Mr. Hancock came in through the open door and quickly up to the tea-tray. Pouring out a cup he held the teapot suspended, “another cup?”

“No thanks, not just at present” said Miriam getting to her feet with a morsel of cake in her fingers.

“Plenty of time for my things” said Mr. Hancock sitting down in Mr. Orly’s chair with his tea, his flat compact slightly wrinkled and square-toed patent leather shoes gleamed from under the rims of his soft dark grey beautifully cut trousers with a pleasant shine as he sat back comfortable and unlounging, with crossed knees in the deep chair.

Mr. Leyton had got to his feet.

“Busy?” he said rapidly munching. “I say I’ve had that man Buck this afternoon.”

“Oh yes” said Mr. Hancock brushing a crumb from his knee.

You know—that case I told you about.”

“Oh yes?” said Mr. Hancock with a clear glance and a slight tightening of the face.

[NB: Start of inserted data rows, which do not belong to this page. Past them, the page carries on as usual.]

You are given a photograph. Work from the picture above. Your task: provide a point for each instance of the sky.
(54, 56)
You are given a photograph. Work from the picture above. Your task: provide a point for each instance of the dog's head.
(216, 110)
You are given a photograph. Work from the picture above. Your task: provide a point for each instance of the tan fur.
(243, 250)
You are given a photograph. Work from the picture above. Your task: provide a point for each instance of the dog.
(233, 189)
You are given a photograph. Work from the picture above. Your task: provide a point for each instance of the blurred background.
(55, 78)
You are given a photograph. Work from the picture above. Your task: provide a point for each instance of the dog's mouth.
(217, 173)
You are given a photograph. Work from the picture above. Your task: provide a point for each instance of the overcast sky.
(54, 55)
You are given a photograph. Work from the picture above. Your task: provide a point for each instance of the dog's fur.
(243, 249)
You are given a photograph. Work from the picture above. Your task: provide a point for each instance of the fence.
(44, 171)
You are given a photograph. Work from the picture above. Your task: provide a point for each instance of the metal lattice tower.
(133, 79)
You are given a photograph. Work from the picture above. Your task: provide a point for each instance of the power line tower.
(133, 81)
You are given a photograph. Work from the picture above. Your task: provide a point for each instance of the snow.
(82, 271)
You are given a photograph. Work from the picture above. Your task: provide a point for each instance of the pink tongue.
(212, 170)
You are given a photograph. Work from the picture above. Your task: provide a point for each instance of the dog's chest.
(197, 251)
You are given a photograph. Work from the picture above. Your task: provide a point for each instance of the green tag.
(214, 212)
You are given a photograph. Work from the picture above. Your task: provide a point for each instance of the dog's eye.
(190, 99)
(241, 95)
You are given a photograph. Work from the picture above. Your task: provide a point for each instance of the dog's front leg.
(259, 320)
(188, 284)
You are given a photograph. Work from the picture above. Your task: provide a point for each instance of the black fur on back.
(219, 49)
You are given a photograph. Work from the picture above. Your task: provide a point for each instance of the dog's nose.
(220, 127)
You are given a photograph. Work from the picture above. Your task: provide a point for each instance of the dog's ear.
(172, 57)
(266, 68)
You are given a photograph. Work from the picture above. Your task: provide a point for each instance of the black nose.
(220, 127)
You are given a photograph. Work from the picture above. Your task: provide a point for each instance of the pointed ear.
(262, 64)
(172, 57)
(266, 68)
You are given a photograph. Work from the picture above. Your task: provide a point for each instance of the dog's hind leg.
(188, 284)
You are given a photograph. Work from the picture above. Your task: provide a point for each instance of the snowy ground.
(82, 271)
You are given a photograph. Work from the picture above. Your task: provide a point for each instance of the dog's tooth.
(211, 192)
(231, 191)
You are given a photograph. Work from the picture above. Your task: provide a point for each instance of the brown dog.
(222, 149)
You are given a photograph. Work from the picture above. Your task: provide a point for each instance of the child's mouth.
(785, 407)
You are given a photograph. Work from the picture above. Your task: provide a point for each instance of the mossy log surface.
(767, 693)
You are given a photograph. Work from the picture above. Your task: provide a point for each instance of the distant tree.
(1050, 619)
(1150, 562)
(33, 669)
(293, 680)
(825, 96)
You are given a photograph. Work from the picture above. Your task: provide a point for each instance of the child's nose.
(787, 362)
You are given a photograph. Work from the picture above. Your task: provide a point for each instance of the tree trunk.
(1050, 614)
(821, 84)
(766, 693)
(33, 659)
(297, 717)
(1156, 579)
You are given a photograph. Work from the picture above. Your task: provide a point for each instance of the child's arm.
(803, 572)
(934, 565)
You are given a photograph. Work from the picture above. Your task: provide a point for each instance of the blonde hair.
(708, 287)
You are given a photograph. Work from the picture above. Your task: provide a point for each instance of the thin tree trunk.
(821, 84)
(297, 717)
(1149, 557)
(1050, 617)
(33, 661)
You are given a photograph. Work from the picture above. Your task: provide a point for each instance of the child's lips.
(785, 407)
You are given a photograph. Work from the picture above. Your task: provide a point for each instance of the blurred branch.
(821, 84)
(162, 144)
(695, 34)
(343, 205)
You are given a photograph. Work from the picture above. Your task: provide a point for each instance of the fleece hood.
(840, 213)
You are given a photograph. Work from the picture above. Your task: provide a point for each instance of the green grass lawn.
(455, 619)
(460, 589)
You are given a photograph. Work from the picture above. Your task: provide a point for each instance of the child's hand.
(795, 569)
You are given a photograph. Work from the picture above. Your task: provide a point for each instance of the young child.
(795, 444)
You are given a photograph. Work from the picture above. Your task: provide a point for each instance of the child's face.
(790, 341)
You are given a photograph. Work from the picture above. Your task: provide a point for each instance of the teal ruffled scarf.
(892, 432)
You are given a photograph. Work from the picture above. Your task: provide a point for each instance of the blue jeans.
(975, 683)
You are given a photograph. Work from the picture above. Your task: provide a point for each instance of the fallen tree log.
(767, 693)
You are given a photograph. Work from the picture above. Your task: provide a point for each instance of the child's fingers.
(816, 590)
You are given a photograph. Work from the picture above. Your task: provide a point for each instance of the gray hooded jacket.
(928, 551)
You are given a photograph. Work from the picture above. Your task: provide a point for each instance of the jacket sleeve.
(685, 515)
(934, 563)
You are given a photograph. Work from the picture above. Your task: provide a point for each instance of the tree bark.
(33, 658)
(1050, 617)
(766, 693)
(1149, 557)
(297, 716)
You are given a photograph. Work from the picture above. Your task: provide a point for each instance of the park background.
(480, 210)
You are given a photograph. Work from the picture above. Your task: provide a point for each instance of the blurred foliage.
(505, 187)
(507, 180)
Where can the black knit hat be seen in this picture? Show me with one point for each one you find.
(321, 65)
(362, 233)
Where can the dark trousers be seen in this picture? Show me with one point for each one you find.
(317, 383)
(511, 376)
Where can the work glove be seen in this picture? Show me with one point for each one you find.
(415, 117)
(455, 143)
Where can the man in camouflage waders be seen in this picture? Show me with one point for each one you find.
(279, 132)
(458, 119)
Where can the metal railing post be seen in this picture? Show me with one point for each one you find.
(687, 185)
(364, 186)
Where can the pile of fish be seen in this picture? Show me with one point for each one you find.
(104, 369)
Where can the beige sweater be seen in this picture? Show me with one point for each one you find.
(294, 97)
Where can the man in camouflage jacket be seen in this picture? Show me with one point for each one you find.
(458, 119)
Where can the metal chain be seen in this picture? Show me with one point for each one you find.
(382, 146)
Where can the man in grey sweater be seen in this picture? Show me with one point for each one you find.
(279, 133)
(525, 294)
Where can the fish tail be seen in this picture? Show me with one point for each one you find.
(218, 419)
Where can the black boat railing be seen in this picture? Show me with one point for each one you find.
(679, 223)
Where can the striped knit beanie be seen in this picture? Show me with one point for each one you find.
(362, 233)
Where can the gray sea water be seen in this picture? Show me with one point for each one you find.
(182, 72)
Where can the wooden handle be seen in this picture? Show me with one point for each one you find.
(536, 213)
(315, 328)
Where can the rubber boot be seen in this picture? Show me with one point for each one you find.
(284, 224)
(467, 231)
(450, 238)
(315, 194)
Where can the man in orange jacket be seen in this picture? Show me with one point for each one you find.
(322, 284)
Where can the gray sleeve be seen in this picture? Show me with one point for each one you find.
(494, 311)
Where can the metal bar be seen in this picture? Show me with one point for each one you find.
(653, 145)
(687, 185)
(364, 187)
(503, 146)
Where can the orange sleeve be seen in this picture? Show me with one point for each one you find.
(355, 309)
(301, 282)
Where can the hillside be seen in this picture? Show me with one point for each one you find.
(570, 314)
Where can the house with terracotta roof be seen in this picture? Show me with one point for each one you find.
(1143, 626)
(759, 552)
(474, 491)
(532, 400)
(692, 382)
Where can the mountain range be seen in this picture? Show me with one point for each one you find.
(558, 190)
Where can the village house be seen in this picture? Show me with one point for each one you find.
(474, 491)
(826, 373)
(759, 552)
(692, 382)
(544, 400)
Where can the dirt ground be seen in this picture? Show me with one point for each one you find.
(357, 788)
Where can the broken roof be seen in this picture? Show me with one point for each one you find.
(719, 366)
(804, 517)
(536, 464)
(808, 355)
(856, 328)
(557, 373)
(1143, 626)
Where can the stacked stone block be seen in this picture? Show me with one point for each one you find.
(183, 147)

Miriam made for the door. Mr. Hancock was not encouraging the topic. Mr. Leyton’s cup came down with a clatter. “I’m fearfully rushed” he said. “I must be off.” He caught Miriam up in the hall. “I say tea must have been fearfully late. I’ve got to get down to headquarters by five sharp.”

“You go on first” said Miriam standing aside.

Mr. Leyton fled up through the house three steps at a time.